The trouble appears to have started when Bill Jhonson, a "scowling man who had a curled mustache," took a card from his coat. Tom gritted his teeth and "could hardly wait till night to settle with him.'' He riddled Bill Jhonson and all his bandit friends, then studied a map of a gold mine and said, "Guess I better go to sleep." In the morning he tried to clean up Silver City and there was a terrific battle. ''Smoke filled the streets, the shouts of men were drowned in the gun fire, in every store the men of the sheriffs were dragging dead men out of their windows." Tom got away on his faithful horse, Silver. "Suddenly a million Indians rushed at him." He got away again. He got in an other fight, knocked his enemy down, asked "What's that guy's name," when "something like an ape was clutching at his throat. He was startled by a voice that sounded like Bill Jhonson's. He looked at the man and saw that it was Bill Jhonson!"

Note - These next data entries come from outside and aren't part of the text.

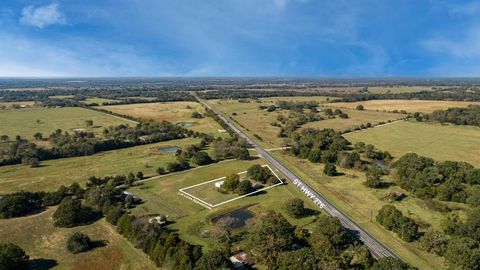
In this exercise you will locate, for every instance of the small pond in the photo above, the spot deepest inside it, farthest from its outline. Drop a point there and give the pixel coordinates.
(170, 149)
(239, 218)
(184, 124)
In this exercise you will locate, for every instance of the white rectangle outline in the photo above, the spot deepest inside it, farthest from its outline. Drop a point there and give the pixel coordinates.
(205, 204)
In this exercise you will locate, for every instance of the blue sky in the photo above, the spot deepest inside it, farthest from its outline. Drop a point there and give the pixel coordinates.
(239, 38)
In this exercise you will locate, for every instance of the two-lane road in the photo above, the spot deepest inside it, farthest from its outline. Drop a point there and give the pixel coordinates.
(376, 247)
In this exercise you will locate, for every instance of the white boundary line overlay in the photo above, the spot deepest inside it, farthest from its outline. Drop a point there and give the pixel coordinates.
(207, 205)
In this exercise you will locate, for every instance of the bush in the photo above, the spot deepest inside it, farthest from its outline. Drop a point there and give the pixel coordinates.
(295, 208)
(12, 257)
(78, 242)
(330, 169)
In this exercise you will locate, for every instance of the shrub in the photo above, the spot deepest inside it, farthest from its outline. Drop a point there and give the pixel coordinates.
(78, 242)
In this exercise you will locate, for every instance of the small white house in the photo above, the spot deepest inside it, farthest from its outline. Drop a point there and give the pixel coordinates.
(219, 184)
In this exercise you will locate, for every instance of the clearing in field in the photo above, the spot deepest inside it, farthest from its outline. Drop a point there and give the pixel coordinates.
(447, 142)
(46, 244)
(426, 106)
(160, 197)
(355, 119)
(175, 112)
(54, 173)
(26, 122)
(207, 194)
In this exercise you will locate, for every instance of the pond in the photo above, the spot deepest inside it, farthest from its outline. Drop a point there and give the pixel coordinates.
(237, 218)
(170, 149)
(184, 124)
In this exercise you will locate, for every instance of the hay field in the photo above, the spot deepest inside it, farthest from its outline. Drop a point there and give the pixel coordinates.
(54, 173)
(426, 106)
(175, 112)
(26, 122)
(45, 244)
(448, 142)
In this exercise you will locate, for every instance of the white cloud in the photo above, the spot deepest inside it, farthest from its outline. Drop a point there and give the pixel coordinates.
(42, 16)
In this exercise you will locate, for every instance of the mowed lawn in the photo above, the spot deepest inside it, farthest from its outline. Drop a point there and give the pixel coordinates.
(448, 142)
(54, 173)
(355, 119)
(161, 196)
(426, 106)
(175, 112)
(46, 244)
(26, 122)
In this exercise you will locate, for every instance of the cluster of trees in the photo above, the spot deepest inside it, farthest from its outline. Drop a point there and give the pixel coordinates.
(166, 249)
(446, 181)
(230, 148)
(22, 203)
(392, 219)
(458, 116)
(64, 144)
(458, 241)
(277, 244)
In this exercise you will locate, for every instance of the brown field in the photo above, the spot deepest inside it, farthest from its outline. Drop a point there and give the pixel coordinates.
(45, 244)
(175, 112)
(426, 106)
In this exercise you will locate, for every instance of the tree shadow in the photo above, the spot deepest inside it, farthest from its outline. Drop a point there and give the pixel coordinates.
(42, 264)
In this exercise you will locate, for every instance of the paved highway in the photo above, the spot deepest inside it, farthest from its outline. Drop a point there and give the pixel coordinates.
(377, 249)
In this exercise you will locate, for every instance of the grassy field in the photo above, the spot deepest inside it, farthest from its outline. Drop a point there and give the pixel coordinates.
(45, 244)
(26, 122)
(425, 106)
(175, 112)
(461, 143)
(54, 173)
(255, 121)
(9, 105)
(98, 101)
(361, 204)
(161, 197)
(356, 118)
(398, 89)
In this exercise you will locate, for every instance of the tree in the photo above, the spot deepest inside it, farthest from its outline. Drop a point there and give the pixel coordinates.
(330, 169)
(390, 263)
(38, 136)
(78, 242)
(12, 257)
(359, 107)
(244, 187)
(295, 207)
(231, 182)
(70, 213)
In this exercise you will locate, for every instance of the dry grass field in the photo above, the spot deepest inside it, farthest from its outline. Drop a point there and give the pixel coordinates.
(448, 142)
(175, 112)
(426, 106)
(28, 121)
(54, 173)
(45, 244)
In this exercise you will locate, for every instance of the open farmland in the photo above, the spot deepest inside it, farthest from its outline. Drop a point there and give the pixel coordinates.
(362, 204)
(161, 197)
(426, 106)
(26, 122)
(447, 142)
(355, 119)
(175, 112)
(45, 244)
(54, 173)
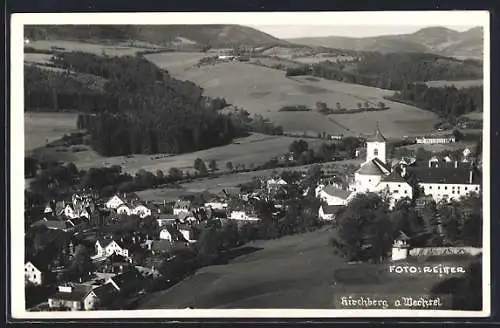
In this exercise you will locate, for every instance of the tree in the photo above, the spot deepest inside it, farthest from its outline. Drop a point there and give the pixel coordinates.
(159, 175)
(199, 165)
(404, 218)
(213, 165)
(82, 265)
(297, 147)
(321, 106)
(364, 230)
(209, 244)
(458, 135)
(451, 221)
(230, 235)
(421, 154)
(175, 173)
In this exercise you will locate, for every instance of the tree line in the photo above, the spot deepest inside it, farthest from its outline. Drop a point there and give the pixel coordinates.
(367, 227)
(392, 71)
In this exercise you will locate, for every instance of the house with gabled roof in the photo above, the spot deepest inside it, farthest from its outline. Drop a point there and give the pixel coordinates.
(34, 272)
(182, 206)
(127, 281)
(334, 196)
(449, 180)
(328, 212)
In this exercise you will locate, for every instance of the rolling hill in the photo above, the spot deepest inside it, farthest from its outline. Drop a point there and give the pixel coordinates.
(438, 40)
(165, 35)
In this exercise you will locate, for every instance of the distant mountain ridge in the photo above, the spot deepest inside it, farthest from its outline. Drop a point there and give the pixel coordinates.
(162, 35)
(436, 40)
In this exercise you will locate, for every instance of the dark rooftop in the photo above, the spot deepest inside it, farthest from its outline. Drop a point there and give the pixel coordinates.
(331, 209)
(77, 294)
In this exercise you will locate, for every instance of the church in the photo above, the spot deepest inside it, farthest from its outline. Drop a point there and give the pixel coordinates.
(403, 179)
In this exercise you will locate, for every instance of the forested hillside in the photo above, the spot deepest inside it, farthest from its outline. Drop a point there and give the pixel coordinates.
(140, 109)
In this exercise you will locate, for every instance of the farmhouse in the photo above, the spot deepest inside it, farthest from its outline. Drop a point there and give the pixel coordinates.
(73, 297)
(126, 282)
(33, 274)
(243, 216)
(404, 180)
(110, 247)
(443, 139)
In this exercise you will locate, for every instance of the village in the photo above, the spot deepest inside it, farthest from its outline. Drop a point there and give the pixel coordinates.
(91, 253)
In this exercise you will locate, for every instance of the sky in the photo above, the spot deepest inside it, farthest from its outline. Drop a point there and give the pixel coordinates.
(298, 31)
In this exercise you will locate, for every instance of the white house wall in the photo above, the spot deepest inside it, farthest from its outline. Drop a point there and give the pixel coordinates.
(451, 191)
(367, 183)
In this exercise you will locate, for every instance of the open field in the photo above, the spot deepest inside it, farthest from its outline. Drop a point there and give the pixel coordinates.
(42, 128)
(264, 91)
(95, 48)
(290, 272)
(33, 58)
(177, 62)
(474, 115)
(456, 84)
(323, 57)
(442, 147)
(255, 149)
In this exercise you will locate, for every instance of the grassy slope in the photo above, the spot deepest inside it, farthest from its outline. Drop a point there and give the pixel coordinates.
(264, 91)
(457, 84)
(256, 149)
(291, 272)
(95, 48)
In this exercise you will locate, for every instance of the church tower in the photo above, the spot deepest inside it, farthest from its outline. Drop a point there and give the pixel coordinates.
(376, 147)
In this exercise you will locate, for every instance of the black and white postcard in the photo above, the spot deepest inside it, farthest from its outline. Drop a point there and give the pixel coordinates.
(206, 165)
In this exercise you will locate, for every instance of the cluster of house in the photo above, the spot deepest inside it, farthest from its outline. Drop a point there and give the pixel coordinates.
(68, 215)
(100, 291)
(440, 178)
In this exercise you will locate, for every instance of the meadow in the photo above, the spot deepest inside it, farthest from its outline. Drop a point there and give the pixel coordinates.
(289, 272)
(262, 90)
(43, 128)
(95, 48)
(255, 149)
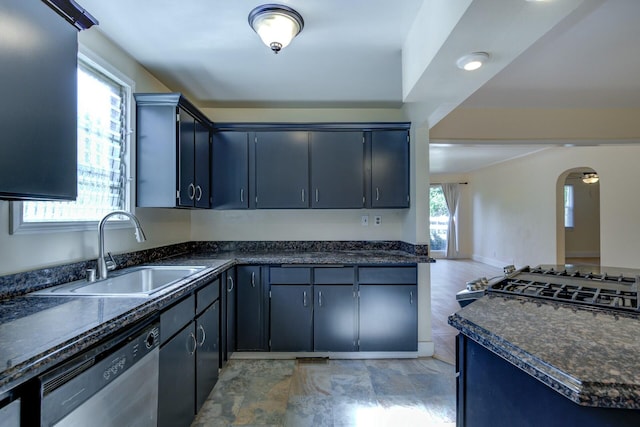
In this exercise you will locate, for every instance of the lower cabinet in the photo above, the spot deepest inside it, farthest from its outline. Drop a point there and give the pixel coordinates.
(189, 355)
(177, 379)
(291, 318)
(207, 352)
(388, 318)
(251, 314)
(335, 318)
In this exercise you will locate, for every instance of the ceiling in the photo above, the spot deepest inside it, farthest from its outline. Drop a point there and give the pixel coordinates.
(383, 53)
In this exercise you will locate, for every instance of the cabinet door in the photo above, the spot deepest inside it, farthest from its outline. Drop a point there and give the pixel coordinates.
(389, 169)
(282, 170)
(208, 352)
(202, 157)
(334, 318)
(251, 326)
(337, 170)
(388, 318)
(291, 318)
(230, 174)
(186, 166)
(38, 81)
(177, 379)
(230, 325)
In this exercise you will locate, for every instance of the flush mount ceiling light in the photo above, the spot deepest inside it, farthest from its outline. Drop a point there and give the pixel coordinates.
(473, 61)
(276, 25)
(590, 177)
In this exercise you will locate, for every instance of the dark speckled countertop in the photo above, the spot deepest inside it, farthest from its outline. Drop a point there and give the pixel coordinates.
(38, 332)
(591, 356)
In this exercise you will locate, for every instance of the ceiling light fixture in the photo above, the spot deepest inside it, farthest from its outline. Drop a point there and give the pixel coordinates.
(276, 25)
(590, 177)
(473, 61)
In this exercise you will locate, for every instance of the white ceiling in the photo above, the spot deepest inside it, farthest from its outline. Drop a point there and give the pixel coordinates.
(585, 54)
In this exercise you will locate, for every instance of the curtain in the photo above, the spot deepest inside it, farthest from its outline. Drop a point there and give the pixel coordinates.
(452, 196)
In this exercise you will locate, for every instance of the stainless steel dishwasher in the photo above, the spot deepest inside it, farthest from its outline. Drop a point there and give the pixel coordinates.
(114, 384)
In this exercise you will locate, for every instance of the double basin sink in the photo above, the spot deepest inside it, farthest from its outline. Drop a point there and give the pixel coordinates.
(142, 281)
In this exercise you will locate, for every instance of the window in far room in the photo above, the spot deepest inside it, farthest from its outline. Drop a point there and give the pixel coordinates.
(103, 157)
(438, 220)
(568, 206)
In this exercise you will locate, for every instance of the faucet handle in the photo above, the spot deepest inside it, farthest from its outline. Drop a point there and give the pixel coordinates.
(111, 263)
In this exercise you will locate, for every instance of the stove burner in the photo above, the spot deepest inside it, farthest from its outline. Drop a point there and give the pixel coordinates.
(615, 292)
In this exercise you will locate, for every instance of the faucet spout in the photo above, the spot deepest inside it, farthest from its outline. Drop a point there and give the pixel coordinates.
(140, 237)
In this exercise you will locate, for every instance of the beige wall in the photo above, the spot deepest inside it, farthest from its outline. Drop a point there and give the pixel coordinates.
(515, 206)
(524, 124)
(21, 252)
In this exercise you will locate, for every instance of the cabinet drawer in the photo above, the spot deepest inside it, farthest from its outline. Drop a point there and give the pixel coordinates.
(334, 275)
(290, 275)
(388, 275)
(176, 317)
(207, 295)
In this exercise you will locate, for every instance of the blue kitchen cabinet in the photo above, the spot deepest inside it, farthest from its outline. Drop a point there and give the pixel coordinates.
(291, 301)
(388, 309)
(230, 170)
(172, 152)
(337, 169)
(388, 169)
(38, 80)
(282, 169)
(252, 304)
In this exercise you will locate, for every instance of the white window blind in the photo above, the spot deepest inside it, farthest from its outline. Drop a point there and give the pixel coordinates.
(101, 154)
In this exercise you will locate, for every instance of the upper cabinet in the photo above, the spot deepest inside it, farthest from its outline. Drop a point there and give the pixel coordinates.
(337, 169)
(38, 52)
(389, 169)
(320, 166)
(230, 170)
(173, 152)
(282, 169)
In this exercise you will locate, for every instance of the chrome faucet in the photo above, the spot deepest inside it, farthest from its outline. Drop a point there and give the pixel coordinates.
(102, 264)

The Author. Now eleven, David Statler wrote Roaring Guns when he was eight, sitting in the breakfast room of the Statler home at Memphis, Tenn. and printing out the story--illustrating it himself--in a five-cent composition book. Son of the Memphis manager of the Continental Can Co., David is now in the sixth grade, plays tennis, wants a typewriter, and leans heavily on Ritta, the Statler cook, for literary criticism and guidance. Working on his first novel, Author Statler sought inspiration between chapters in a way open to very few novelists: rushing out, side, playing cowboys and Indians with his younger brother.